A brief note about twins in African and Haitian society.  The word “twin”  does not only mean a double birth, but any abnormal birth.  Children with extra digits, for example are considered twins because it’s believed one twin ate the other.  But also breech births, babies born with hair, babies born with teeth, babies born wrapped with umbilical cord, babies born in the caul, hunchbacks, hydrocephalic, and babies with dwarfism are all considered twins, and therefore special, having a deeper connection with the spirit world.  This is echoed in some hoodoo and conjure beliefs that set people with unique birthmarks or unique birth circumstances apart as spiritually gifted.  Indeed, those with abnormal births are sometimes quite literally closer to the underwater world of the afterlife, due to their bodies’ tenuous hold on earthly existence.




(For a fascinating film about the musician and mystic Genesis P. Orridge traveling to Africa to engage in a twin ceremony to connect with their deceased lover Lady Jaye, check out The Bight of the Twin. I have only been able to access the full documentary through subscribing to The Satanic Temple TV streaming service.
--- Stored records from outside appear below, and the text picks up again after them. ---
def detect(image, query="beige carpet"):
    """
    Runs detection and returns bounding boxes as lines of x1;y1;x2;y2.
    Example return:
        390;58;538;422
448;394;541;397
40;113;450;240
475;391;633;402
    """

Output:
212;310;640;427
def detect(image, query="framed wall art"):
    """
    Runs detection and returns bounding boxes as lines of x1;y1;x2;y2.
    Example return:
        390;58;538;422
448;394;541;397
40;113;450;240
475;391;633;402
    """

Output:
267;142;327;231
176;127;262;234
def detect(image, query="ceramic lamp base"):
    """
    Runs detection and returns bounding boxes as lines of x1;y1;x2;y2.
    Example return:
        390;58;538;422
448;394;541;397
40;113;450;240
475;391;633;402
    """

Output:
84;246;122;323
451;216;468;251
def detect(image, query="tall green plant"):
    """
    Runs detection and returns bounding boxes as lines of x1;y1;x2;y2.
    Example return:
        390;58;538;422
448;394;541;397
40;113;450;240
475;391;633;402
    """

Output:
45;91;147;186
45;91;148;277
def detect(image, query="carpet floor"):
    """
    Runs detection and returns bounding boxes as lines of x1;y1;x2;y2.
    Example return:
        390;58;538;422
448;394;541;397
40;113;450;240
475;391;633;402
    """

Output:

Definitely worth the $6.66 per month.)


In Africa, in extreme cases, children with unsustainable physical abnormalities are set by the water to die, and then join a category of powerful ancestral spirits called Kings of the Waters.  They are served not only by immediate family but generations of descendants.  So again, echoing that horizontal and vertical axis, we have the ones under the water interacting with those who live on the other side of the mirror, another twinning of family.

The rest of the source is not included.